Ao comentar a repercussão do episódio, o senador reconheceu que houve falha na condução política do caso.
“O questionamento feito ao Flávio é que uma relação privada veio a público de uma forma criminalizada. Se ele tivesse tido cuidado de expor isso antes, talvez o impacto não fosse tão grande”, afirmou.
A declaração chama atenção por representar um reconhecimento explícito de que a crise teve consequências eleitorais. Até então, aliados do pré-candidato vinham concentrando esforços em contestar as críticas e minimizar os efeitos da polêmica.
Marinho não negou o desgaste. Pelo contrário, admitiu que o episódio atingiu a campanha.
“Sem dúvida nenhuma, isso deu um abalo na campanha”, declarou.
Apesar disso, procurou relativizar os efeitos de longo prazo e defendeu que o cenário eleitoral ainda está em aberto.
“Uma campanha não é uma corrida de 100 metros, é uma maratona”, disse, ao argumentar que a disputa presidencial será definida ao longo dos próximos meses.
O senador também voltou a defender a legalidade da relação entre Flávio Bolsonaro e Daniel Vorcaro.
Segundo ele, não houve qualquer favorecimento político ou atuação institucional em benefício do empresário.
“Não se trata de contrapartida, de advocacia administrativa nem de apresentação de projetos que vão beneficiar A ou B”, afirmou.
Na mesma resposta da entrevista, Marinho comparou a repercussão do episódio envolvendo Flávio ao tratamento dado a encontros mantidos por Vorcaro com o presidente Luiz Inácio Lula da Silva. Para o senador, houve pesos diferentes na avaliação dos dois casos.

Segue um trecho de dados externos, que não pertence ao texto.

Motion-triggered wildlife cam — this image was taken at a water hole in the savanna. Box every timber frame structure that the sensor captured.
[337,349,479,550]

“Ele foi recebido fora da agenda mais de uma vez pelo nosso principal adversário. Não há perplexidade nem indignação”, argumentou.

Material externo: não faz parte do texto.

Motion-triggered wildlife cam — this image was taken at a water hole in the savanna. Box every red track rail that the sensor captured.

Questionado sobre a promessa de divulgação da prestação de contas relacionada ao financiamento da cinebiografia de Jair Bolsonaro, Marinho disse esperar que o assunto seja encerrado após a apresentação dos documentos.
“Esperamos que após a prestação de contas, que será feita, as pessoas possam virar essa página e entender que nós temos um Brasil para discutir”, afirmou.
O senador também afastou qualquer possibilidade de substituição de Flávio na disputa presidencial, mesmo diante das turbulências provocadas pelo caso.
“Flávio é o nosso plano A, B, C e F”, resumiu.
A polêmica sobre o caso Dark Horse
A polêmica veio à tona após reportagens da The Intercept Brasil revelarem diálogos e mensagens que expuseram a relação entre Flávio Bolsonaro e Daniel Vorcaro, dono do Banco Master. As conversas tratavam do financiamento do projeto “Dark Horse”, cinebiografia sobre o ex-presidente Jair Bolsonaro, estimada em mais de R$ 134 milhões. As reportagens levantaram questionamentos sobre a proximidade entre o pré-candidato e o banqueiro e sobre a transparência da captação de recursos para o filme.
A divulgação do material provocou forte repercussão política e ampliou as cobranças por explicações sobre a relação com Vorcaro e a origem dos recursos destinados ao projeto. Desde então, aliados de Flávio sustentam que se trata de uma relação privada, sem contrapartidas ou favorecimentos políticos, enquanto a campanha tenta conter os efeitos do episódio, que acabou refletindo nas pesquisas de intenção de voto.